Con aquella incomodidad llegué al sector del municipio cabecera, cuyas casas fueron diseñadas en madera de clavot, piso encajonado con madera lisa, techo de asbesto, montada sobre pilares que levantaban la estructura sobre el nivel del terreno. Aquel fue un asentamiento para familias japonesas, inaugurado por el tirano en 1959.
Al retornar ahora a La Colonia, frente al hogar donde vivieron mis abuelos desde la caída de la tiranía, recordé cómo mi infancia asumió la ruralidad de las familias campesinas. Mi abuela, se empoderada desde la cocina, siempre con un moño recogido al estilo clásico, con un outfit de señora pudorosa vestida con una falda que llegaba a los tobillos. Como docente de una escuela rural, la abuela Francisca Antonia Díaz Vásquez irradiaba e imponía autoridad.
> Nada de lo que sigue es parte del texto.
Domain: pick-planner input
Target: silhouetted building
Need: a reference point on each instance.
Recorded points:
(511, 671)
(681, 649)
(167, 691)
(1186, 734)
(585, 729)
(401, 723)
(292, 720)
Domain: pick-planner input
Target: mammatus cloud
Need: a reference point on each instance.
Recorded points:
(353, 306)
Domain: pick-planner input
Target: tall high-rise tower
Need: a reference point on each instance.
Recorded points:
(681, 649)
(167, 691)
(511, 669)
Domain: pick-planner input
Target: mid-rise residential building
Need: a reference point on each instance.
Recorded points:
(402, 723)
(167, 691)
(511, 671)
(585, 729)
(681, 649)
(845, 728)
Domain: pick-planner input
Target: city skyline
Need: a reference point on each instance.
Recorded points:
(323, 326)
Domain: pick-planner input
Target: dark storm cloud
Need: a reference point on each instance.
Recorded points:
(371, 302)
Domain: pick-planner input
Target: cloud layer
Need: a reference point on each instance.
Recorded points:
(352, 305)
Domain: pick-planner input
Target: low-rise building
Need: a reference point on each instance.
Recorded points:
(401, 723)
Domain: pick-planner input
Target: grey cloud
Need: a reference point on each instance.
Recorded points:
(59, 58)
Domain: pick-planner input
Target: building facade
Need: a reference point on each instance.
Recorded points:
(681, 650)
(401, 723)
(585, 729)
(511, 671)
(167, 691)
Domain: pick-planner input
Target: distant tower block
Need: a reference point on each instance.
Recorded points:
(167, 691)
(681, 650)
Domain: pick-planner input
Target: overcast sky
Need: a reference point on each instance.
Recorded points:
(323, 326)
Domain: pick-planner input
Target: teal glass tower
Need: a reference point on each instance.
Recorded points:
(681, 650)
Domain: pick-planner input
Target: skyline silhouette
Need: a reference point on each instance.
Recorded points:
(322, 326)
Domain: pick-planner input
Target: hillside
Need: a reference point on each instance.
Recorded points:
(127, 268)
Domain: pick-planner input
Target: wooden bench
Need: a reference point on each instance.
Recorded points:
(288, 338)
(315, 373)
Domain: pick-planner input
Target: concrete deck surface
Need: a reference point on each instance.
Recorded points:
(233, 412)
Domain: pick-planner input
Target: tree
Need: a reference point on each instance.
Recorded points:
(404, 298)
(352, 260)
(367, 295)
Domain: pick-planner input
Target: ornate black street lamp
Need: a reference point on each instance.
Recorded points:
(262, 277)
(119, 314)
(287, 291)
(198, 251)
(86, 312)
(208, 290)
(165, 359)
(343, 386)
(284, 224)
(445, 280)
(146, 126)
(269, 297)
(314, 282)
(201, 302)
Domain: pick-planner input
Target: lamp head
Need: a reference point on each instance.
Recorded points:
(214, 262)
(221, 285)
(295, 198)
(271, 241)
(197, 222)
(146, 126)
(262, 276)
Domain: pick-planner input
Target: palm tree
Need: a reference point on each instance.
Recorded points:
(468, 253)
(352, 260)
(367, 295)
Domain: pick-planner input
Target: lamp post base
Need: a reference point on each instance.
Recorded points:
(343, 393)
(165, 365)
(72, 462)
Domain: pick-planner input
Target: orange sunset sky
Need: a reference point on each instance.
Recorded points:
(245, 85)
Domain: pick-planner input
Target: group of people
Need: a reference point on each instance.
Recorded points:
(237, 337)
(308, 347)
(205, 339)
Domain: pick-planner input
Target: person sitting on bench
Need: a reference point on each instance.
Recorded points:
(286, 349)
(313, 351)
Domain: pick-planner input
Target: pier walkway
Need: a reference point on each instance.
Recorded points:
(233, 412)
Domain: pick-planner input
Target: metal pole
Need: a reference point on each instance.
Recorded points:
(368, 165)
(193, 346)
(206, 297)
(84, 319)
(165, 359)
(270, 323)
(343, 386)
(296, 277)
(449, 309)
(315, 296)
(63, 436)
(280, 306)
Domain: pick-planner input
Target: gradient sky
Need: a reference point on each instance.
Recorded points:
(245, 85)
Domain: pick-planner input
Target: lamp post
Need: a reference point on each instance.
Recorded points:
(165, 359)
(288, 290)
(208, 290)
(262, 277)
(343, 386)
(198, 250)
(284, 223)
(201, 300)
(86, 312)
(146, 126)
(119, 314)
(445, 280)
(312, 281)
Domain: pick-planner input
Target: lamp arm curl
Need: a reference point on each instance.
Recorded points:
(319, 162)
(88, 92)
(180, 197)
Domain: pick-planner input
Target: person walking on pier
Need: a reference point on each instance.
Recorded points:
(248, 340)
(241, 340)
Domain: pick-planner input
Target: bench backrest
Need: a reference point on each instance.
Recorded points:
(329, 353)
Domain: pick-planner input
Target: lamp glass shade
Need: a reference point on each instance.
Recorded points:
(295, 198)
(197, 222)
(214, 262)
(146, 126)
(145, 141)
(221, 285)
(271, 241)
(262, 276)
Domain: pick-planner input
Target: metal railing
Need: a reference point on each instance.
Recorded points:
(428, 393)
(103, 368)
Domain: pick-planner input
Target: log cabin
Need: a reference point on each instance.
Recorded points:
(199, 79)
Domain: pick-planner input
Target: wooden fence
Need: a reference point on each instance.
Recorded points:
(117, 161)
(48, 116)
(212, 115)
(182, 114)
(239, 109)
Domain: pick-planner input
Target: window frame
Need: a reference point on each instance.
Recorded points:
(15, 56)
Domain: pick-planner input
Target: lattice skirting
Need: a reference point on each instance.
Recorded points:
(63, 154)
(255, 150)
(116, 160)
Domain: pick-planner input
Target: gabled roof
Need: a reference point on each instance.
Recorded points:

Desde la galería de la vivienda de tía Guadalupe, observé la casa de mis abuelos. Al entrar al túnel del tiempo, evoco los años de mi niñez consciente de que el tiempo no se detiene, no te espera, aún parezca que no avanza, sí lo hace y de una manera inexorable sin pedir permiso. Lo constaté cuando me acerqué al patio de los abuelos, donde solía jugar con mis primos.
Descubro, ahora, que la noria natural superficial de la cual se abastecía de agua la casa para los quehaceres cotidianos, ya no existe. Es el lugar donde por primera vez descubrí musgos. Observé que aquellas plantas se aferraban a la pared del hueco del que salía el líquido, como se aferra el ser humano a la vida. Pregunté por el río San Blas, al que solíamos ir a bañarnos, una de las atracciones de las vacaciones del colegio. Descubrí que San Blas es uno de los 700 ríos y arroyos desaparecidos.
Reseteado, me convenzo de que no es verdad que el tiempo cura todo, que apenas adormece lo que duele más: las ausencias de familiares cuya lista cada vez es más extensa, aunque la muerte -según Friedrich Nietzsche-es la pérdida de la esperanza de un futuro más promisorio.